Staniford’s approach to criticizing the industry that has in
recent months had well-reported disease problems in BC, Washington,
Nova Scotia and Newfoundland, is flamboyant in the extreme
and often foolhardy. His approach lies somewhere between Monty Python and Darth
Vader, with the Energizer Bunny supplying manic energy to his 24-hour a day
activism.
Mainstream Canada
sued him for defamation in February 2012. Judge Adair has just released her
findings. I have excised five pages of relevant clauses from her ruling and you
may find it on my blog, www.fishfarmnews.blogspot.com,
which also contains the link to her 71 page ruling – really worth reading in
its entirety. [Note: the excised comments are the next post on this blog].
Mainstream’s reasons are summarized in clause 10: “Mainstream
claims that, in their natural and ordinary meaning, Mr. Staniford’s statements,
in context, meant and were understood to mean that Mainstream’s business and
products kill people, and that Mainstream is knowingly marketing a carcinogenic
product that causes illness, death and harm. Mainstream says that the “sting”
arising from Mr. Staniford’s publications is that farmed salmon – like smoking
– causes cancer, and that the salmon farming industry is as odious and
dishonest as the tobacco industry.”
Pretty damning
stuff. And Judge Adair roasts Staniford’s character: “[his] value judgments…
[are] prejudiced, exaggerated and obstinate [171].” And, [from 174]: “Mr. Staniford’s judgements have no balance because balance
does not exist in Mr. Staniford’s world when it comes to salmon farming. He has
dedicated himself to eradicating it.” She also found that his comments were
defamatory [118], and that they applied to Mainstream [141].
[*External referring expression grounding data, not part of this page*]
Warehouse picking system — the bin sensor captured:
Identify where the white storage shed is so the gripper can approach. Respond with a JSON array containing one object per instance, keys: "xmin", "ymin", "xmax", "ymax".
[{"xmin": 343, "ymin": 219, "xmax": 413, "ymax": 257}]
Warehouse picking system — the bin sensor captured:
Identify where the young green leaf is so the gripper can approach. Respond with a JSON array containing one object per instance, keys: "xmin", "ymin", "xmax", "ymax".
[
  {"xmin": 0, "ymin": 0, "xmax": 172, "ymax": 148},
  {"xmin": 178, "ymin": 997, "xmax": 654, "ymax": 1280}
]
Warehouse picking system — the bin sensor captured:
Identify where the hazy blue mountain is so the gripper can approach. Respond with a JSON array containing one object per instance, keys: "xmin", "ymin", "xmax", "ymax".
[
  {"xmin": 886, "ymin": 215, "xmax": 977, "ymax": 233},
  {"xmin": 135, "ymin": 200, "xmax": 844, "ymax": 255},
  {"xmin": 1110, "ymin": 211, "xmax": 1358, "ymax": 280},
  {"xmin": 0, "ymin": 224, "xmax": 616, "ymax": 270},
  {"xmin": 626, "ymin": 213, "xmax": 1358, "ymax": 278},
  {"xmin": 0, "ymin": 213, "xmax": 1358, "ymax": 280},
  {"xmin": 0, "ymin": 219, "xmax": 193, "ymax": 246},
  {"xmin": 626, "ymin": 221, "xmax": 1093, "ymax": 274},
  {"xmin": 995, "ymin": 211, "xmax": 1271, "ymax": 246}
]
But at the end, Adair excused Staniford of defamation on the
grounds that he believed what he was saying was true. Having read a lot of what
he has written, I ignore his inflammatory approach and follow-up his links to
the science. They are on the money.
My opinion is that, sadly, the top four problems for ten
species of salmonids are: fish farms, DFO, run of river power and Global
Warming. The last we can do little about quickly, but the other three can be addressed
today with policy decisions. The Cohen Commission into Fraser sockeye collapse
reconvened in December 2011 to assess whether fish farm diseases kill wild
salmon. Its report is due by October 30, 2012. I’ll let you know what it says.
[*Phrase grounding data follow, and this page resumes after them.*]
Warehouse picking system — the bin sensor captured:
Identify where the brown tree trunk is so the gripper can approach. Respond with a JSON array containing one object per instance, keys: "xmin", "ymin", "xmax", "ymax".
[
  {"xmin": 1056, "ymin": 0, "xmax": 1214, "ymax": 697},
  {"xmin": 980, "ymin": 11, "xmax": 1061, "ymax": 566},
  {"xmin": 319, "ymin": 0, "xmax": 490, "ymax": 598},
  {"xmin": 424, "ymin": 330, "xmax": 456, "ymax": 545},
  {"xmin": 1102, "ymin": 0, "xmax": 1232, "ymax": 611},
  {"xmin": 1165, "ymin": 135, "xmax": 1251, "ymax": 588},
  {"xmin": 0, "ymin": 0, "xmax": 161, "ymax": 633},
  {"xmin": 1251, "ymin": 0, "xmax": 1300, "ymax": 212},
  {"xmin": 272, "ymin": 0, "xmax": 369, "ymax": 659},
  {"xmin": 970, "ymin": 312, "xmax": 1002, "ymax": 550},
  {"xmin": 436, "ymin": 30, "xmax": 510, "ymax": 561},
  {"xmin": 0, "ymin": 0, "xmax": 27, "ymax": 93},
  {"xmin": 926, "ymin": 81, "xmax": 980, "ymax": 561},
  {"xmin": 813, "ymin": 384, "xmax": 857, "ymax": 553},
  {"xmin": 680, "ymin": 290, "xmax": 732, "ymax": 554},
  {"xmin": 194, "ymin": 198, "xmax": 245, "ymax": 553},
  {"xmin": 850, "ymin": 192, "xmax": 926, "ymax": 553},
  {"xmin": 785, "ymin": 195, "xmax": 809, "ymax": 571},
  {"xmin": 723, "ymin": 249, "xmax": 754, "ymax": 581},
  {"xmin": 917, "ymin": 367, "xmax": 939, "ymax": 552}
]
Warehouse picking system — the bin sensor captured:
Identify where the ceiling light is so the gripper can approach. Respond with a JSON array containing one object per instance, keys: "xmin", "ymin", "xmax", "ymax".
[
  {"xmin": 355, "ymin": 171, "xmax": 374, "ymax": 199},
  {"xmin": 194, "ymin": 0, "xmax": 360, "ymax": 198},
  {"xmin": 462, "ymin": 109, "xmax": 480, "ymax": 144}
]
Sport fishers should pat Staniford on the back – he has
withstood being sued three times over the past decade by fish farms, though never
successfully – because his bottom line is to stand with wild salmon in BC. In
fairness, I don’t see that fish farms need to be eradicated - they need to be
on land where their density-related disease amplification affects no other fish
or species. I have found more than 8,000 actual on-land farms around the world,
so there is no technological or economic impediment. We need wild salmon and so
do 37 species of our wild animals like bears and eagles.